Salmon season cut short due to drought
Time is running out to buy salmon caught in the Monterey Bay. This year's commercial salmon season is short because of the recent drought.
Early Tuesday morning, six people pack a commercial kitchen in downtown Santa Cruz. They work for the Community Supported Fishery (CSF) Ocean 2 Table. This morning, they’re prepping fresh King salmon. They pack coolers with ice and the fish filets, which they deliver to homes and restaurants.
Charlie Lambert is co-founder of Ocean 2 Table.
“We're hoping to have one more delivery out before the season is up, hopefully at the end of this week if not early next week,” Lambert says.
The Monterey Bay’s commercial salmon season ends this Saturday, June 30; a total of just 19 days this year.
Harry Morse is with the California Department of Fish and Wildlife. He says salmon seasons can sometimes last six months. That was the case back in 2014.

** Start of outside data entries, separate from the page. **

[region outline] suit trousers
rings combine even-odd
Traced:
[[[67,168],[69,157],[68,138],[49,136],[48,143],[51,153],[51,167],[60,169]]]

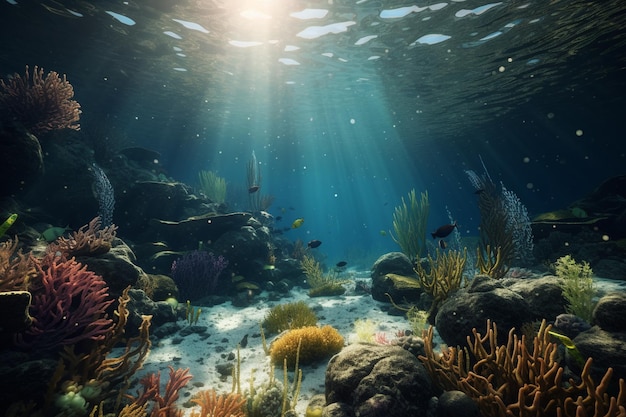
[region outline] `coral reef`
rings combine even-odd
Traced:
[[[32,77],[28,66],[24,76],[14,74],[0,80],[0,110],[34,135],[54,129],[80,129],[80,104],[73,100],[74,89],[59,74],[35,66]]]
[[[335,271],[324,274],[322,266],[311,256],[304,256],[300,262],[302,270],[306,275],[310,297],[325,297],[331,295],[341,295],[346,292],[343,287],[345,281],[337,279]]]
[[[213,252],[195,250],[172,263],[172,279],[180,296],[187,300],[215,294],[228,261]]]
[[[562,278],[561,288],[567,300],[567,312],[591,322],[596,288],[593,271],[587,262],[577,263],[570,255],[562,256],[554,264],[556,276]]]

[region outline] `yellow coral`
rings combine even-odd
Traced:
[[[280,364],[286,359],[287,366],[295,366],[298,343],[301,343],[300,363],[307,364],[339,352],[343,348],[343,337],[337,329],[328,325],[289,330],[270,346],[272,363]]]

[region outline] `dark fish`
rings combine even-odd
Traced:
[[[480,195],[480,194],[482,194],[482,193],[484,193],[484,192],[485,192],[485,190],[483,190],[483,189],[481,188],[480,190],[476,190],[476,191],[474,191],[474,194]]]
[[[445,248],[447,247],[447,245],[446,245],[446,241],[445,241],[445,240],[443,240],[443,239],[440,239],[440,240],[439,240],[439,247],[440,247],[441,249],[445,249]]]
[[[241,342],[239,342],[239,346],[241,348],[246,348],[246,346],[248,346],[248,335],[246,334],[242,339]]]
[[[261,188],[260,185],[253,185],[252,187],[248,188],[248,192],[250,194],[256,193],[257,191],[259,191],[259,188]]]
[[[279,222],[283,219],[283,216],[276,216],[276,221]]]
[[[437,230],[432,232],[430,235],[433,237],[433,239],[436,239],[438,237],[444,238],[448,236],[450,233],[452,233],[455,227],[457,227],[456,222],[452,224],[445,224],[443,226],[440,226]]]
[[[343,268],[346,265],[348,265],[348,263],[346,261],[339,261],[339,262],[337,262],[337,268]]]
[[[307,245],[309,248],[311,248],[311,249],[315,249],[315,248],[317,248],[317,247],[318,247],[319,245],[321,245],[321,244],[322,244],[322,241],[321,241],[321,240],[317,240],[317,239],[315,239],[315,240],[310,241],[310,242],[309,242],[309,243],[307,243],[306,245]]]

“We set the seasons to try and avoid harvest on stocks that are threatened or endangered,” Morse says.
And this year, California’s salmon population is threatened.

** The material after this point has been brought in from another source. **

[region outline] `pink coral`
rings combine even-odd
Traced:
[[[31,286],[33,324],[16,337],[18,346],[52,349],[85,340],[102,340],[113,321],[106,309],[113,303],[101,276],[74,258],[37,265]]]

“This all coming back to the drought,” says Morse.
Salmon are struggling in the wake of the drought. That’s because salmon reproduce in rivers. And when local rivers were running low, predators could more easily spot and eat young salmon. So the stock that’s just now old enough for harvest is small.
“You know, you can only harvest so many fish when you need to make sure you have enough that come back for reproduction,” Morse says.
This year’s commercial salmon season is the shortest it's been in the past 7 years.